Common Pitfalls and Alternatives
When Assumptions Fail
If your data severely violates normality (especially with small samples), the Mann-Whitney U test (also called Wilcoxon rank-sum test) is your non-parametric alternative:
# Mann-Whitney U / Wilcoxon rank-sum test
wilcox.test(time ~ drug, data = reaction_data)
# Or with separate vectors
wilcox.test(drug_a, drug_b)
This test compares medians rather than means and makes no distributional assumptions. The trade-off is lower statistical power when normality holds.
Don’t Confuse Paired and Independent Tests
The paired t-test is for dependent observations—same subjects measured twice, or matched pairs. If you have before-after measurements on the same people, you need paired = TRUE:
# WRONG: Treating paired data as independent
t.test(before, after)
# CORRECT: Paired t-test
t.test(before, after, paired = TRUE)
Using an independent t-test on paired data throws away information and reduces power. Using a paired test on independent data violates assumptions and produces invalid results.
Other Mistakes to Avoid
Multiple comparisons: If you’re comparing more than two groups, don’t run multiple t-tests. Use ANOVA with post-hoc tests to control family-wise error rate.

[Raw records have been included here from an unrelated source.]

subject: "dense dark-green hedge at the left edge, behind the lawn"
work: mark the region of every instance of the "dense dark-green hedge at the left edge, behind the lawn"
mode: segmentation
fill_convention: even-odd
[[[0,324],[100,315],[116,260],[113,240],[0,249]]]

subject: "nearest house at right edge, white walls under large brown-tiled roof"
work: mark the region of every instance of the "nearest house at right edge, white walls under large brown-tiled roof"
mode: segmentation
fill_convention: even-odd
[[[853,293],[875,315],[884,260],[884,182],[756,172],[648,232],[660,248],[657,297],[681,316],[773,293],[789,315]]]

Ignoring effect size: A significant p-value with n=10,000 might reflect a trivial difference. Always compute and report effect size.

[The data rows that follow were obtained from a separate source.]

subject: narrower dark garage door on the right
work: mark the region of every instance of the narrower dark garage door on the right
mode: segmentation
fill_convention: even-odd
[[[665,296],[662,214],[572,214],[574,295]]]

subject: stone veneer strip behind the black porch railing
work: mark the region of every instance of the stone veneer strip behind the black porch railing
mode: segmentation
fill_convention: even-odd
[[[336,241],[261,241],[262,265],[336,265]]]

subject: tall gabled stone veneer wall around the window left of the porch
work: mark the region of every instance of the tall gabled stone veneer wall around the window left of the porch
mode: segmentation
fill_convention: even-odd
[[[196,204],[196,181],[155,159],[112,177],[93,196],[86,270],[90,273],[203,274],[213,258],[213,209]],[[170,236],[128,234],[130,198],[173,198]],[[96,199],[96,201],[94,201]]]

P-hacking: Running the test, then removing “outliers” until you get significance is scientific fraud. Define your analysis plan before looking at results.
The two-sample t-test is fundamental to statistical analysis in R. Master the mechanics here, but remember that choosing the right test matters less than designing good studies and collecting quality data.